Hokuto no Ken, de título El puño de la estrella del norte en nuestro país, forma parte de aquella primera hornada de mangas que llegaron a Europa a comienzos de los noventa y a raíz del éxito de films como Akira, de Katsuhiro Otomo, o el incombustible Dragon Ball de Akira Toriyama. Sus ecos al pop de los ochenta, así como la ultraviolencia que destiló erigieron a Kenshiro, su protagonista, en uno de los iconos de la revista Weekly Shonen Jump.

Hokuto no Ken es un manga creado por Buronson, pseudónimo de Yoshiyuki Okamura, con dibujos de Tetsuo Hara. La obra narra el viaje de Kenshiro, experto en artes marciales, a través de un mundo postapocalíptico directamente influenciado por la película Mad Max. En el trayecto, Kenshiro se enfrentará a otros artistas marciales, tanto de su escuela como de ajenas, todas ellas caracterizadas por unos estilos de lucha basados en el despiece o la implosión del rival. La premisa es sencilla, propio de los mangas de la época y la creciente industria del videojuego de los ochenta, con una jerarquía de villanos de ascendente poderío que el protagonista derrotará episódicamente.

Esta fórmula en apariencia simple bebe de la tradición marcial japonesa, del héroe solitario que establece vínculos tanto con el pistolero como el héroe caballeresco del Medievo. Protagonista de un viaje de virtud en el que la tentación acecha a cada paso y en el que, como mucho, puede contar con la ayuda de un elenco de secundarios estereotipados o el recuerdo de una amada perdida que insufla regularmente las energías que las batallas restan.

Más allá de estos trazos evidentes, Hokuto no Ken es una obra de narrativa parca, con un protagonista agresivo/pasivo que demuestra especial talento en ambas facetas. Kenshiro es personaje de pobre diálogo, que calla y otorga, y que solo pasa a la acción cuando alguien pone a prueba los valores que, por otra parte, le condujeron al drama en el que vive. Estoico es poco, alrededor de su figura se reúnen siglos de martirios que, inevitablemente, conectan con la figura de Jesucristo.

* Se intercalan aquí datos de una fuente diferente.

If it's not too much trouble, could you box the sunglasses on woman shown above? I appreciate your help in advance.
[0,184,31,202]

De ahí que Hokuto no Ken apunte más a la tradición judeocristiana que a la shintoista, budista o cualquier otro credo de las islas japonesas. El suyo es un discurso de herencia anglosajona, libre de prejuicios ya que, por otra parte, el Puño plagia conceptualmente al Max Rockatansky de George Miller. Un producto que, tan solo por su origen australiano, establece un discurso moral periférico que funciona a través de la violencia, ahorrándose cualquier valor de fondo o redenciones prematuras que eluden el conflicto. En Hokuto no Ken, la violencia engendra violencia y se resuelve con violencia. Si existen epifanías o anagnórisis, éstas se darán después de la masacre.

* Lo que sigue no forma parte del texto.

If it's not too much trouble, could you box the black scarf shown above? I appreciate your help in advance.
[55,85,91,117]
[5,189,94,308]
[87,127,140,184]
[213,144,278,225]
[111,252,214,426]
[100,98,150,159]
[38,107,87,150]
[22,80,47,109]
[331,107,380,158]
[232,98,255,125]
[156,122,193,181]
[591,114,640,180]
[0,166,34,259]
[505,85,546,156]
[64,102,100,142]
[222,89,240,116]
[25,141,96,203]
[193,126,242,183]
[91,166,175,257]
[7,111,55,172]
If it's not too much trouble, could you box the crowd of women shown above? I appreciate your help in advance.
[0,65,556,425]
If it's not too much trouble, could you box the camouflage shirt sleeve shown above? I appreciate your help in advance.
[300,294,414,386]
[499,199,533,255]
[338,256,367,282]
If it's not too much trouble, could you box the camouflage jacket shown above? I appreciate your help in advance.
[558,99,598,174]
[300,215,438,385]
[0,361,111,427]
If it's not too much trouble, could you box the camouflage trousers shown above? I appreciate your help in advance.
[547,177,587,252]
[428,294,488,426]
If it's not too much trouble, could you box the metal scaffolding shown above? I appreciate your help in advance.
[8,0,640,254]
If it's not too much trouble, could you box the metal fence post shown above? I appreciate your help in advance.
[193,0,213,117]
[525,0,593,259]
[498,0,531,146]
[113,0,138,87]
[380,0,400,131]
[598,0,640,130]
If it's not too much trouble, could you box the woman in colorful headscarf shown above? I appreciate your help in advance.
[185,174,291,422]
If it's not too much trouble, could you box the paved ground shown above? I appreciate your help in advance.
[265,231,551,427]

El minimalismo estilístico de la narrativa de El puño de la estrella del norte también es propia de la narración judeocristiana, como Auerbach describe en La sandalia de Ulises, capítulo dentro de su Mímesis en el que compara el estilo homérico con el de los narradores de la Biblia. Frente a la necesidad de las exposiciones retrospectivas para aclarar el detalle, propio del aedo, encontramos a lo largo del Antiguo Testamento una sobriedad que trabaja por la acción. Que en Hokuto no Ken cobren importancia el cuerpo y la sangre de los protagonistas logra que el producto final también se enmarque en una tradición escatológica cristiana.

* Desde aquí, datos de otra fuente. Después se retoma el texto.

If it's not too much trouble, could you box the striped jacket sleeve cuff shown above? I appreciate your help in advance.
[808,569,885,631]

El puño de la estrella del norte es la historia de un final, un más allá terrenal con aires de purgatorio, y como trayecto por realidades dominadas por polaridades como el bien y el mal, o la virtud y el pecado, entrevemos en el manga ecos dantescos y un carácter de summa que, si bien en Dante aglutinaba tradición intelectual, en Hokuto no Ken se sustituye por violencia. El Puño es una summa violentiam, pues no es extraño encontrarnos en sus entregas las muchas penitencias que han caracterizado a la historia de la humanidad, desde los castigos del Medievo a una estereotipada era arcaica donde los esclavos mueren durante el alzamiento de faraónicos proyectos. Estos sutiles brincos históricos apuntan también a un mito fundacional en el que, curiosamente, en lugar de que el héroe domine el caos potencial, éste se enfrenta a aquellos que establecen el orden en su cara extrema.

La lectura superficial de Hokuto no Ken aporta testosterona y superficialidad moral; la relectura en profundidad resulta aterradora por el catálogo de crueldades con el que la humanidad se ha autoflagelado a lo largo de la historia. Una locura con la que, por otra parte, también se puede establecer ficción de masas.